The reduction of calcium current associated with early differentiation of the murine embryo.

Abstract

Membrane currents of intact oocytes and early embryos of the mouse and the hamster were analysed with voltage‐clamp techniques. In both mouse and hamster the amplitude of Ca inward currents decreased with time during early development, and they were undetectable by the 8‐cell stage, while the threshold potential, alkaline earth cation selectivity, and activation‐inactivation kinetics remained unchanged. The reduction of Ca currents was further confirmed in the 2‐cell embryo whose cleavage was arrested with use of cytochalasin D, but the process was slightly delayed by comparison with that of the intact embryo. Early differentiation of cytochalasin‐D‐treated embryos was comparable to that of the intact embryo in terms of intercellular couplings and intercellular fluid accumulation. But these processes were also delayed as in the case of Ca current reduction.
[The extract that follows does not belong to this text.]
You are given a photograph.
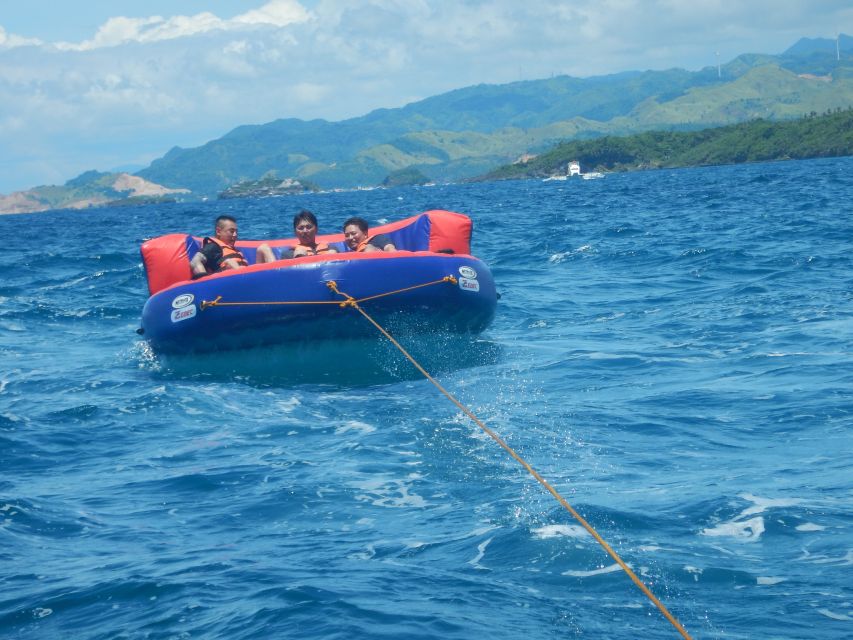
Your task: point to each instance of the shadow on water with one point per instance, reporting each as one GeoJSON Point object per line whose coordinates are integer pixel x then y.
{"type": "Point", "coordinates": [341, 363]}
The outward current in the hamster embryo which was reflected in the resting membrane conductance began to increase abruptly after the 2‐cell stage and seemed to reach the maximum at the end of the 4‐cell or 8‐cell stage. The increase apparently occurred reciprocally with the decrease in Ca inward current. A similar but much smaller increase in resting membrane conductance also occurred in the cleavage‐arrested mouse 2‐cell embryo almost at the same development stage at which the abolition of Ca current was found. The possibility is discussed that Ca channels have a role in cell differentiation in early murine embryos.